Newly-marketed property prices at virtual standstill, up by 0.1% (+£312) as we enter quieter holiday season
Fundamentals remain good mid-year with robust demand, low interest rates and low unemployment:
-Sales agreed numbers remain strong year-to-date in 2017, almost identical to 2016
-Prospective buyers in many parts of the country are seeing the highest proportion of properties marked as sold than at any time in the last seven years
-Even with 7.6% more sellers coming to market this month compared to this time last year, buyer choice is restricted as supply fails to keep pace with strong sales and buyer demand
Stretched buyer affordability acting as a price brake with national average at a modest +2.8%, with buyers very price sensitive and some properties hitting their price ceiling
The onset of the summer holiday season generally has a dampening effect on both prices and activity, and this month sees the price of newly-marketed property at a virtual standstill, up by just 0.1% (+£312). To put it into context, this is a stronger price performance than the previous month’s fall of 0.4%, and is also well ahead of the same month a year ago which suffered a fall of 0.9% after the Brexit referendum.
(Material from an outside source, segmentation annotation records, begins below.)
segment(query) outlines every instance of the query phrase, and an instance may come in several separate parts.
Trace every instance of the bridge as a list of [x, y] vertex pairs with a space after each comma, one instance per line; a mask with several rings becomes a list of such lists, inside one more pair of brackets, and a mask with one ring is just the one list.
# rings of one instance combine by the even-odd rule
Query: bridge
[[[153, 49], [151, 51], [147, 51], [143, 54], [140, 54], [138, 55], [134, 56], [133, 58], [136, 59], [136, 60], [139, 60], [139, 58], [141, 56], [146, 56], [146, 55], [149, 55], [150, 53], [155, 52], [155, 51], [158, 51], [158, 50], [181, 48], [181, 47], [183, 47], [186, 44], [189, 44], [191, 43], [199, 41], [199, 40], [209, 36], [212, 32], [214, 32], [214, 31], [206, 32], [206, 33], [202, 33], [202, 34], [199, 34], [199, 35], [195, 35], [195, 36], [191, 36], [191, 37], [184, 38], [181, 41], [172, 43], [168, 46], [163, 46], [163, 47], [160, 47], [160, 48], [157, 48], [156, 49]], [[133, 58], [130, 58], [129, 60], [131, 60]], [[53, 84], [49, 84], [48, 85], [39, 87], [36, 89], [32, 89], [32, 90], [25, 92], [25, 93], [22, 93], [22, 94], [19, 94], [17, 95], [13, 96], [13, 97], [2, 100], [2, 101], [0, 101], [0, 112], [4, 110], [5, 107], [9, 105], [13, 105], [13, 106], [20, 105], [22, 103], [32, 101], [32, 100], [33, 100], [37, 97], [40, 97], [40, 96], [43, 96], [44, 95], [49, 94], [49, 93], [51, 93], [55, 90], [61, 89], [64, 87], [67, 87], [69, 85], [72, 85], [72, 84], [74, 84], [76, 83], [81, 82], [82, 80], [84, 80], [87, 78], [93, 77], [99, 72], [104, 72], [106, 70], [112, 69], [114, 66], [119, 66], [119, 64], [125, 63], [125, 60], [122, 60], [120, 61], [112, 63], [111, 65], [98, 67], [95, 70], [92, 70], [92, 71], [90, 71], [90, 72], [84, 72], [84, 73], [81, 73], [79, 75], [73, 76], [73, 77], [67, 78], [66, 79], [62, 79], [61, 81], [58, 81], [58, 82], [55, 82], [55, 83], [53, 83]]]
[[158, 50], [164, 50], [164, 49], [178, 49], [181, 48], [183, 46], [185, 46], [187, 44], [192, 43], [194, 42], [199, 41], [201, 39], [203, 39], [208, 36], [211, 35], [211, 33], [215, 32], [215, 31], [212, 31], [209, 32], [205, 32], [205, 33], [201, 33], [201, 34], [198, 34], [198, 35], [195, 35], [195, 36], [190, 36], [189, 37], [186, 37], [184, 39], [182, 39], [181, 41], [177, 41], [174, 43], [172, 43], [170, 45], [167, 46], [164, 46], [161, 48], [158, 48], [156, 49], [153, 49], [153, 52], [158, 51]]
As we reach the half-way point of 2017 the fundamentals of the housing market appear to remain robust a year after the shock referendum result. Interest rates and unemployment remain low, and demand for housing remains high, exacerbated by the shortage of available unsold property for sale. This means prospective buyers in many parts of the country are seeing a lot of sold boards on properties they would like to buy themselves. Indeed, the strength of buyer demand and lack of new build and existing property coming to market have resulted in over 45% of agents’ property stock being sold subject to contract. This is the highest proportion ever recorded by Rightmove since we started tracking it seven years ago.
Miles Shipside, Rightmove director and housing market analyst comments: “Prices are in the summer doldrums. Sellers coming to market at this time of year have to price more keenly as the traditionally bubblier spring selling season is over and prospective buyers are distracted by their own summer holiday plans. A year on from the shock referendum result and subsequent dent in activity levels, the fundamentals remain strong. Low unemployment, low interest rates, strong demand and historic undersupply of homes are mitigating any wobbles in confidence and as a result nearly half the properties on the market, over 45%, have sold signs slapped across them.”
Compared to the period around the referendum a year ago, more sellers have come to market and more buyers are buying. The number of sales agreed is up by 4.6% in June 2017 compared to June 2016, and the number of sellers coming to market is also up on the same period a year ago, with a 7.6% increase in fresh choice. The recovery in buyer activity has also meant that sales agreed year-to-date in 2017 are now virtually on a par with the same period in 2016 which was boosted by the rush to beat the April 2016 stamp duty deadline, running at just 0.4% down.